Re: RS/RE: basic questions
>According to my understanding, the only way to make all whitespace
>significant (i.e. to pass all whitespace to the application) is to do that
>SGML DECL RE remapping hack. So a LOT of software would have to be changed
>(i.e. almost all of the products you mentioned) if you are right that they
>do not support SGML DECL tricks.
As others have pointed out, the problem is really one for entity
managers, as they are the things that actually put in RE and RS. In
most SGML parsers I've seen, the entity manager actually doesn't even
do this (ie. they don't *really* detect, and then add RE or RS), and
instead, the parser is hardwired into thinking that CRLF are the
things to look for. So the thing about "SGML compatability" is
something of a red herring, because if you stick to the letter of the
law (so to speak), many/most SGML applications don't conform anyway
(good indication of a broken specification).

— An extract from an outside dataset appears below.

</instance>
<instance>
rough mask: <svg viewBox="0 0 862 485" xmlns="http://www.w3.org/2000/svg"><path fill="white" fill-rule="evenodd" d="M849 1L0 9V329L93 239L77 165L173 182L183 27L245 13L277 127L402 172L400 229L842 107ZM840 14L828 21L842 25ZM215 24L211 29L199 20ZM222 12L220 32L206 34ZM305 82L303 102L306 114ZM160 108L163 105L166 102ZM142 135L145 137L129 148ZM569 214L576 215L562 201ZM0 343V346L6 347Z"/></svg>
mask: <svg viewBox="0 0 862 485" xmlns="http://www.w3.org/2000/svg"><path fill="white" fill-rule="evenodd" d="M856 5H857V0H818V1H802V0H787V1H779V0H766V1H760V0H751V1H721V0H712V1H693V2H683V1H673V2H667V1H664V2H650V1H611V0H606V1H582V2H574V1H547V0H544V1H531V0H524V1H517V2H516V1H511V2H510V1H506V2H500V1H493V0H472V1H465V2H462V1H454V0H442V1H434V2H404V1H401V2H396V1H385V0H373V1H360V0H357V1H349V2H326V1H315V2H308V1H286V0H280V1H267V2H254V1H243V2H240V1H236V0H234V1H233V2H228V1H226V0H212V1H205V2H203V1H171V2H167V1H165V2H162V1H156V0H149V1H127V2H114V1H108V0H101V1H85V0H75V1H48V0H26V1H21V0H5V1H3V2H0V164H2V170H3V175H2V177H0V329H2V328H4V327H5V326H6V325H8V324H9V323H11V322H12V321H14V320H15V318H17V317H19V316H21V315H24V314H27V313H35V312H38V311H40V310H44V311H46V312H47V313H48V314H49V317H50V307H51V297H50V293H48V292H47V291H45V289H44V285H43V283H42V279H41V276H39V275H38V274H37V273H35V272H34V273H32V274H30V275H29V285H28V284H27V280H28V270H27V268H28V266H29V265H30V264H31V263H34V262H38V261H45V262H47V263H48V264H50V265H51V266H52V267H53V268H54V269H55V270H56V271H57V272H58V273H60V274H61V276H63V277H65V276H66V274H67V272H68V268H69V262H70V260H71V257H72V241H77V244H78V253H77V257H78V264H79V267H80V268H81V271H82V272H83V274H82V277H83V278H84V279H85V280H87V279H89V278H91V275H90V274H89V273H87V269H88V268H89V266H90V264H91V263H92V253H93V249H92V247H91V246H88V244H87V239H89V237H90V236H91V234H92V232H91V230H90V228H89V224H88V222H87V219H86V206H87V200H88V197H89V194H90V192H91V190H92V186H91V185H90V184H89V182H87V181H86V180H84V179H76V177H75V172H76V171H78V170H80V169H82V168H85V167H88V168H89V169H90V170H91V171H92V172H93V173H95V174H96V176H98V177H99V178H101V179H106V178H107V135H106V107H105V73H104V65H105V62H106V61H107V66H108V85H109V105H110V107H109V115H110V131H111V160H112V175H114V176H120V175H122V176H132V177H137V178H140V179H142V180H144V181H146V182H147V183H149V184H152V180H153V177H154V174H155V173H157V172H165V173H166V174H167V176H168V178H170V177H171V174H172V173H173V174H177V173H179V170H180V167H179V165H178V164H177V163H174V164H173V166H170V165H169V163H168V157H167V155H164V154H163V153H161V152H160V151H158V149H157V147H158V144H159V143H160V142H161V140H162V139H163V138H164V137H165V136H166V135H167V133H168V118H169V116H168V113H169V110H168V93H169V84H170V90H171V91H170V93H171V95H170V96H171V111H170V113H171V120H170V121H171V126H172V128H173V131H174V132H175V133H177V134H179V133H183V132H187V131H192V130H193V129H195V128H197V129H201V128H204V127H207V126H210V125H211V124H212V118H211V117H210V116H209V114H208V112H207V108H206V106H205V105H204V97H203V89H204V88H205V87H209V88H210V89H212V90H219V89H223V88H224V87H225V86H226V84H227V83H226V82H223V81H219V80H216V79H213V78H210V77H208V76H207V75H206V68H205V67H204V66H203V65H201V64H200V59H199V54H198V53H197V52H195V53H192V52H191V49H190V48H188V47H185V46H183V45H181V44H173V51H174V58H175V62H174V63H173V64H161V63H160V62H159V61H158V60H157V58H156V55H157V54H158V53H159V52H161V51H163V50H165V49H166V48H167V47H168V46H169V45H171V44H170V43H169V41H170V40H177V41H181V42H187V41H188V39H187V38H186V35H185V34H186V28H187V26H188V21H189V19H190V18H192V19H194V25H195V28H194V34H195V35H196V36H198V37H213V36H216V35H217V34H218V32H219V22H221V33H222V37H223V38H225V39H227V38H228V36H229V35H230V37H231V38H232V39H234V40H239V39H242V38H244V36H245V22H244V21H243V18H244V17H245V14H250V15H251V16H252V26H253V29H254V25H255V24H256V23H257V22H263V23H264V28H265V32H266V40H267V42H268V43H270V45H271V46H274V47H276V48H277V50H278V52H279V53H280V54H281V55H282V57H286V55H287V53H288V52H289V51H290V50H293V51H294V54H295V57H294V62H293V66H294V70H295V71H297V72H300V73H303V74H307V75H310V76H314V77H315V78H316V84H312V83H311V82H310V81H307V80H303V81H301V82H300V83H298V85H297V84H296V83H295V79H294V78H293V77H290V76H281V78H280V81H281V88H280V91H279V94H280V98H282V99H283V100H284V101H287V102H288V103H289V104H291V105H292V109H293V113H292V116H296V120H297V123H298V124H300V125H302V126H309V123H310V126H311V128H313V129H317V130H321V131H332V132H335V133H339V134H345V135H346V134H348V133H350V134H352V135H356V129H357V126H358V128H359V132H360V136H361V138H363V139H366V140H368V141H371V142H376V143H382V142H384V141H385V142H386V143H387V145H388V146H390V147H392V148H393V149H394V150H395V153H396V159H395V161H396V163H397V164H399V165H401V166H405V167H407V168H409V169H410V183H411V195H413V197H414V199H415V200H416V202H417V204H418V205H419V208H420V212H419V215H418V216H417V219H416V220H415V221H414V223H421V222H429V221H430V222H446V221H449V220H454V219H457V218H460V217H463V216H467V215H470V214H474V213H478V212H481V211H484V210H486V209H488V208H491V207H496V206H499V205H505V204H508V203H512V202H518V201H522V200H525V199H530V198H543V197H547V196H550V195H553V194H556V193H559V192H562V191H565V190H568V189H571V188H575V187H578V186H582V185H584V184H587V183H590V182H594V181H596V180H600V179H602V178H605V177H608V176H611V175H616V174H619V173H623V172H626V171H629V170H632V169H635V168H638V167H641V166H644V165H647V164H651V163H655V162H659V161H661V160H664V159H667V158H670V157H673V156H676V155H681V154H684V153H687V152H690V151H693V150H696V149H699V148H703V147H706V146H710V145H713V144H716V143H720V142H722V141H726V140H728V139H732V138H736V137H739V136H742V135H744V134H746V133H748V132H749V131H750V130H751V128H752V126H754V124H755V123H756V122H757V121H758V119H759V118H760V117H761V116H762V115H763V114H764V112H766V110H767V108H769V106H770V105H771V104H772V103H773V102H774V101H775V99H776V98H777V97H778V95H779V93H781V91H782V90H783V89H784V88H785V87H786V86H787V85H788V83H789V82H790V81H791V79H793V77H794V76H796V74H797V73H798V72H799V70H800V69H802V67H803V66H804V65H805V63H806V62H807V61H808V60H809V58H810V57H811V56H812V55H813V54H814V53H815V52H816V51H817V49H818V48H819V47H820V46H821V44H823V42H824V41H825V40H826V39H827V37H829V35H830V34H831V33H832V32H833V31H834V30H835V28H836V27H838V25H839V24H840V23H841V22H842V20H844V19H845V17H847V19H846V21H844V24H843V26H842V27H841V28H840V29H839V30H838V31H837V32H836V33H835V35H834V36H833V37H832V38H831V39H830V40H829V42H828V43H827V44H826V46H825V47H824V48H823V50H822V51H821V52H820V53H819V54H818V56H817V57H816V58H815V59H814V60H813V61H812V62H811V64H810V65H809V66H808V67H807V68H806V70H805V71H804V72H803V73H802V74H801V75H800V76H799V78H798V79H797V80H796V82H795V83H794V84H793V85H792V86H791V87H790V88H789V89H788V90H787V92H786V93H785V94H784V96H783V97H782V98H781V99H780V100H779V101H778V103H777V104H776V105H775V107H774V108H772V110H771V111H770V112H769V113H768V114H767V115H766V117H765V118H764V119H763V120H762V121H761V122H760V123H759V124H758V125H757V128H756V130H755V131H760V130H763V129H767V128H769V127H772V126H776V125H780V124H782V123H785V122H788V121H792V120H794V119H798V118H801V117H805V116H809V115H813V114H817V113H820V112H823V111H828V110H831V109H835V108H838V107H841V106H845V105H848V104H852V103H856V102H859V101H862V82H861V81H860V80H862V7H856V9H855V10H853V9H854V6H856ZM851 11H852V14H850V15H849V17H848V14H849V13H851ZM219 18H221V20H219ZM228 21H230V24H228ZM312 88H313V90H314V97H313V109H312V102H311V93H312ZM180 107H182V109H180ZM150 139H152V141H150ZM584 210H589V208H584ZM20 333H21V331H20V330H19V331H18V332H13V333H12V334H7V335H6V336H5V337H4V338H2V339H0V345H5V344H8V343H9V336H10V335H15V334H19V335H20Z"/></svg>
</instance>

In addition, having a parser perform removal of what the author might
have intended to be significant whitespace (one can never be sure what
the author's intentions were) to me seems to be at least as bad as
leaving extra whitespace in. I would prefer to just leave it all in,
and let applications process it. I think this will result in
considerably *less* degradation of data of time as whatever occurs
between a start and end tag would then always be the canonical
So, my final proposal:
1) To say that RE handling follows the rules outlined by the
ERB meeting *if* they occur.
2) That the RE and RS pair be defined to some private use area
code so that there can be no confusion with CRLF.
3) That we strongly recommend that XML entity managers adopt
a stream view of storage objects such that they do not
recognise record boundaries (common application view provided by
most system libraries on most modern OS's).
Note that (3) is a *recommendation*, not a requirement. This would
then let the market decide which way the decision should fall.
To be frank, I think doing RE+RS and I18N *correctly* to be less
important that actually *doing* XML. I have every faith that
common usage will eradicate any bad decisions we make now (by either
killing XML or changing it). As such, I will reduce my participation
in discussions regarding both topics.